Tante Lisa duldete wie immer keine Widerworte, auch von ihren Arbeitern nicht. In einem Tonfall, der deutlich machte, dass sie darüber nicht diskutierte, trug sie auf: »Du nimmst Max mit. Zeig ihm die Farm. Und ab morgen wirst du ihn einarbeiten. Klar?«
»Oh Lisa...«, stöhnte Cliff entnervt.
»Klar?«, fragte Max‘ Tante wiederholt.
Es dauerte einen Moment, aber schließlich nickte dieser Cliff. Er sagte nichts mehr, auch nicht zu Max, er wandte sich einfach ab und ging.
»Geh mit ihm«, forderte Tante Lisa ihn beruhigend auf. »Er wird dir ein Pferd geben.«
Max trank sein Glas aus und gab es seiner Tante, bevor er wortlos dem mürrischen Vorarbeiter hinterher trottete.
Ihm war unwohl dabei. Zum einen, weil er nicht wusste, wie er mit jemanden sprechen sollte, der ihn offensichtlich von Vorneherein ablehnte, und zum anderen, weil er seit Jahren auf keinem Pferd mehr gesessen hatte und gar nicht wusste, ob er überhaupt noch reiten konnte. Wobei seine Fähigkeiten diesbezüglich auch damals nicht gerade gut gewesen waren.
Er war in der Lage, sich in einen Sattel zu schwingen und die Zügel nicht zu verlieren, aber wirklich sicher saß er nicht auf einem dieser Tiere.
Max folgte Cliff zu den Ställen. Dort roch es nach Pferden und nach Heu, aber auch nach Leder. Man hörte das Schnauben der Tiere und das Schaben ihrer Hufe. Es war fantastisch.
Urplötzlich blieb Cliff stehen und Max wäre beinahe gegen ihn gelaufen.
Cliff nahm sich das Recht heraus, die Augen deshalb zu verdrehen. Dann nickte er in die Box herein, vor der sie standen, und brummte: »Nimm ihn.«
Damit ging er bereits zwei Stalltüren weiter, wo er dann sein Pferd anband.
Okaaay..., dachte Max bei sich. Das würde ein sehr schweigsamer Ritt werden.
Max las von der Boxentür ab, dass der Name des Pferdes Charlie lautete. Seufzend nahm er das Halfter und den Strick, beides hing an einem Haken an der Boxenwand, und öffnete die Tür.
Der dunkelbraune Wallach dahinter hob neugierig den Kopf aus einem Heuhaufen.
Max ließ sich beschnuppern, ehe er etwas unbeholfen und ungeschickt das Halfter anlegte und den Wallach aus der Box führte, um ihn davor anzubinden.

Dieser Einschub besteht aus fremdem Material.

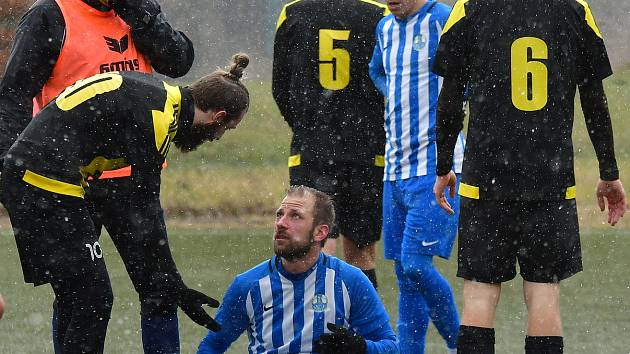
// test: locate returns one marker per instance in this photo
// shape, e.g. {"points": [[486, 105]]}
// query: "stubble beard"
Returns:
{"points": [[294, 252]]}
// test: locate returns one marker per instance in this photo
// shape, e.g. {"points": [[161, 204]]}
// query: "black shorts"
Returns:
{"points": [[543, 236], [54, 233], [357, 192]]}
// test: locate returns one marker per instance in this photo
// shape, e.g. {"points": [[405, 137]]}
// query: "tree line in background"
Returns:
{"points": [[220, 28], [10, 13]]}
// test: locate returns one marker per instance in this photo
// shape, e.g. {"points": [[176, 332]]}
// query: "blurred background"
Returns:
{"points": [[221, 27]]}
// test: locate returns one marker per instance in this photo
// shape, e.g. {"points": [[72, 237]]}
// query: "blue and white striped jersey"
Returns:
{"points": [[401, 71], [287, 313]]}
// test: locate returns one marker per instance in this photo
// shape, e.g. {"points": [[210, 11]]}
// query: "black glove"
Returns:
{"points": [[340, 341], [138, 14], [191, 301]]}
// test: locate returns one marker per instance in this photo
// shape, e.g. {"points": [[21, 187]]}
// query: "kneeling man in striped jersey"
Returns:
{"points": [[301, 300]]}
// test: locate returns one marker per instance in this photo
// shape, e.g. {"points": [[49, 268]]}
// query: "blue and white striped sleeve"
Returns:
{"points": [[376, 69], [232, 316]]}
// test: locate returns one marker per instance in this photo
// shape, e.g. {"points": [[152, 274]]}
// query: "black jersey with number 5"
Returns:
{"points": [[321, 84], [522, 61]]}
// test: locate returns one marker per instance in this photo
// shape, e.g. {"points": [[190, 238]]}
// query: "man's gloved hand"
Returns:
{"points": [[191, 301], [340, 341], [138, 14]]}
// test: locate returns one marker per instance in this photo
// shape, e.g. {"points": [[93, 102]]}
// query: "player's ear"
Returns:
{"points": [[219, 115], [321, 232]]}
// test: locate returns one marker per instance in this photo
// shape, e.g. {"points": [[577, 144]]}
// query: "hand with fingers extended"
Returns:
{"points": [[340, 341], [439, 188], [138, 14], [613, 194], [191, 302]]}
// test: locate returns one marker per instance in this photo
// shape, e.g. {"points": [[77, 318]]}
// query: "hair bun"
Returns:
{"points": [[240, 62]]}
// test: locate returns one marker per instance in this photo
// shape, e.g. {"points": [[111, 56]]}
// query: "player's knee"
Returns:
{"points": [[97, 300], [418, 267], [157, 305]]}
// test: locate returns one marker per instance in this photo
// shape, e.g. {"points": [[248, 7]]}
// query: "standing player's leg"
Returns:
{"points": [[429, 231], [488, 247], [358, 203], [413, 314], [58, 245], [550, 252], [544, 326], [94, 195], [476, 333], [413, 317], [158, 314]]}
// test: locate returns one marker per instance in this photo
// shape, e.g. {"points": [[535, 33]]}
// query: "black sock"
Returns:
{"points": [[371, 274], [475, 340], [544, 345]]}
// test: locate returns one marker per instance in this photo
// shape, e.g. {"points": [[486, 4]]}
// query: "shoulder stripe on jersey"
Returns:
{"points": [[53, 185], [85, 89], [283, 14], [590, 20], [166, 122], [378, 4], [570, 193], [458, 12]]}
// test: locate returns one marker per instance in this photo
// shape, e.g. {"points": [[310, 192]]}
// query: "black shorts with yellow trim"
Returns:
{"points": [[356, 189], [53, 231], [541, 236]]}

Auf dem Boden vor der Box stand eine Kiste mit allerlei Zeugs, um das Pferd zu bürsten und zu striegeln. Max erinnerte sich zum Glück noch gut daran, wie das ging.
Sorgfältig bürstete er das dunkle Fell des Tieres, während er immer mal wieder nervös über die Schulter blickte und zu dem Vorarbeiter sah, dessen Handgriffe routiniert und schnell von Statten gingen.

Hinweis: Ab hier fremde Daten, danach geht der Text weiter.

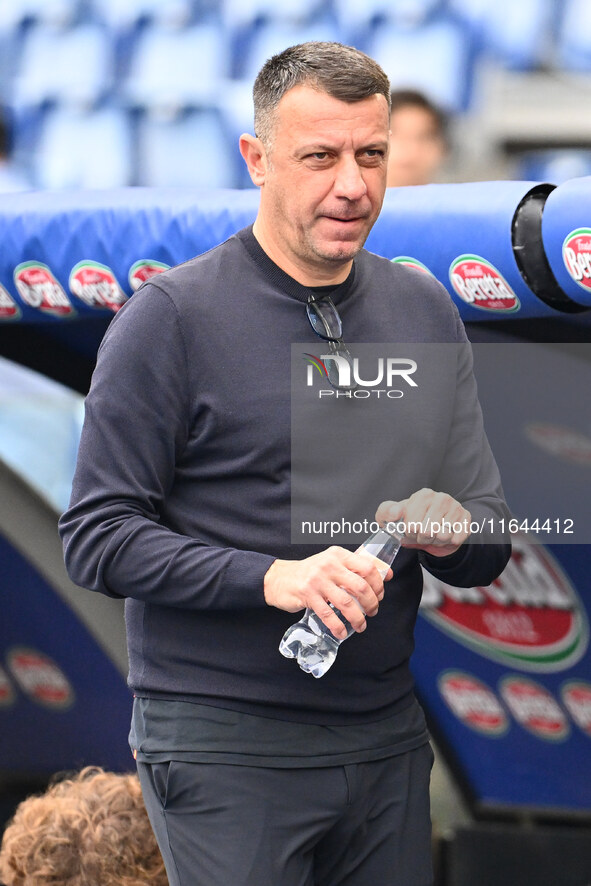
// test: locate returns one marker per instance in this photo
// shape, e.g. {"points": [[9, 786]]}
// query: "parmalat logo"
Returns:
{"points": [[96, 285], [40, 678], [529, 618], [38, 288], [473, 702], [576, 255], [411, 262], [479, 284], [9, 310]]}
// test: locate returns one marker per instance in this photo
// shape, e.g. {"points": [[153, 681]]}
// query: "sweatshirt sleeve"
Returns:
{"points": [[137, 416], [470, 474]]}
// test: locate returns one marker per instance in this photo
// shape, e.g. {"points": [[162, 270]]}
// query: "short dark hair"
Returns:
{"points": [[404, 98], [341, 71]]}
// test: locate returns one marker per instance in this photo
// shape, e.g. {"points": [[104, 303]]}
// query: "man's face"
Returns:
{"points": [[417, 148], [324, 181]]}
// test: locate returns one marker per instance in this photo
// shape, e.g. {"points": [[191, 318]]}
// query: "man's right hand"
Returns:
{"points": [[332, 576]]}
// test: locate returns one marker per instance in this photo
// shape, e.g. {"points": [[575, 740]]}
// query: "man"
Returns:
{"points": [[253, 772], [418, 139]]}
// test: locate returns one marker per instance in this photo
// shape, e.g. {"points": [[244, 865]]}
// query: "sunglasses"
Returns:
{"points": [[327, 324]]}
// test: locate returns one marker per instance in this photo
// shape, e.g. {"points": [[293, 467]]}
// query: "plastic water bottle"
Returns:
{"points": [[309, 640]]}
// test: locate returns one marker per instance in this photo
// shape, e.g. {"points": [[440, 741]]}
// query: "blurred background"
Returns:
{"points": [[106, 93]]}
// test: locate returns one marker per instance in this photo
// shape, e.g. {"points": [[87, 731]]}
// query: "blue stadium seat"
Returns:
{"points": [[84, 149], [274, 36], [236, 14], [121, 15], [14, 13], [177, 68], [64, 64], [355, 16], [192, 150], [517, 33], [434, 58], [574, 40]]}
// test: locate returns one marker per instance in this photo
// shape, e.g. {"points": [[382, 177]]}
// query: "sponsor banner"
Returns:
{"points": [[40, 678], [576, 698], [576, 255], [142, 270], [565, 443], [63, 702], [474, 703], [9, 310], [519, 648], [96, 286], [38, 288], [478, 283], [534, 708], [7, 694], [531, 615]]}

Cliff war natürlich früher fertig, zumal er kurz in einer Kammer verschwunden und mit Sattel und Trense zurückgekommen war, die er seinem Pferd anlegte.
Max wurde nervös. Er wusste nicht, wo er den passenden Sattel und das Zaumzeug für Charlie finden würde. Sollte er einfach nachschauen gehen? Sollte er einfach fragen?
Wenn er aber dumme Fragen stellen würde, würde ihn das sicher nicht beliebter bei Cliff machen. Aber konnte er wirklich noch weiter an Ansehen verlieren?
Ihm wollte einfach nicht in den Kopf, weshalb Cliff ihn von Beginn an nicht leiden konnte.
Lag es an seiner schmächtigen Figur? An seinem Alter? Seinem Aussehen oder Auftreten? War er in den Augen des anderen kein richtiger Mann?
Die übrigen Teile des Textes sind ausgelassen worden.